0

我已经创建了抓取网站的代码。两个问题。

  1. 该代码应该是递归的以获取来自同一域的所有链接,但它会停止而不检索所有链接。感觉循环函数有问题

  2. 模拟函数的测试代码失败。实现 foo 函数的类似代码对我有用,但这个没有。

类爬虫{

  val mainURL = "http://www.eldiario.es"


  def getLinksPage(urlToCrawl: String): List[String] = {

    val connURL: Try[Document] = Try(Jsoup.connect(urlToCrawl).get())
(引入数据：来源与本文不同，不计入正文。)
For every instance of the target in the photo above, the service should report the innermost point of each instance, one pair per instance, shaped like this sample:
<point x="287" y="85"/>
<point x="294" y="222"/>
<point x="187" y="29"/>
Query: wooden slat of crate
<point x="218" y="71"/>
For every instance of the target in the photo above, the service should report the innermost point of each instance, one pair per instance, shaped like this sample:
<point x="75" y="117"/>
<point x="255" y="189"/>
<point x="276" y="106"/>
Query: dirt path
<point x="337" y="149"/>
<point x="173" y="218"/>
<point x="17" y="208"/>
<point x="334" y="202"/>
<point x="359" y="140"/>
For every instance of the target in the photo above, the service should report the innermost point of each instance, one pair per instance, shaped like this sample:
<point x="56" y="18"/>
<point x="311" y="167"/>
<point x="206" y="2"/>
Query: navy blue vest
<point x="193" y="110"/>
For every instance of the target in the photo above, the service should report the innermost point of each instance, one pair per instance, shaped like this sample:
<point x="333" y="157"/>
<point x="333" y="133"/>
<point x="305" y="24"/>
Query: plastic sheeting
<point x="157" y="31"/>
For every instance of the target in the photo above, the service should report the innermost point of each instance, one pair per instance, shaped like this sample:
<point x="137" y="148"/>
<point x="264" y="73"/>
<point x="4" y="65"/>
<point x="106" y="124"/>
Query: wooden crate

    def links(doc:Document):  Try[List[String]] = Try {
      val elements = doc.select("a[href]").asScala
      val links = elements.map(_.attr("abs:href")).toSeq
      val linksURL = links.map(new URL(_))

      val targetURL = (new URL(urlToCrawl)).getHost
      val listLinks = linksURL.filter(_.getHost == targetURL).map(_.toString).toList
      listLinks
    }

    val getListLinks: Try[List[String]] = for {
      a <- connURL
      b <- links(a)
    } yield  b

    val pageLinks: List[String] = getListLinks.getOrElse(List[String](urlToCrawl))
    println(pageLinks)
    pageLinks
  }


  def loop(ls: List[String], acc: List[String]): List[String] = ls match {
    case Nil => acc
    case hd::tl => if (!acc.contains(hd))   loop(getLinksPage(hd),hd::acc)
                        else  loop(tl, acc)
  }

  def getAllLinkPages(mainURL:String)= loop(getLinksPage(mainURL), List(mainURL))

}

   class CrawlerSpec extends WordSpec with MockFactory {

      trait LinksFixture {

        val getLinksPage = stubFunction[String, List[String]]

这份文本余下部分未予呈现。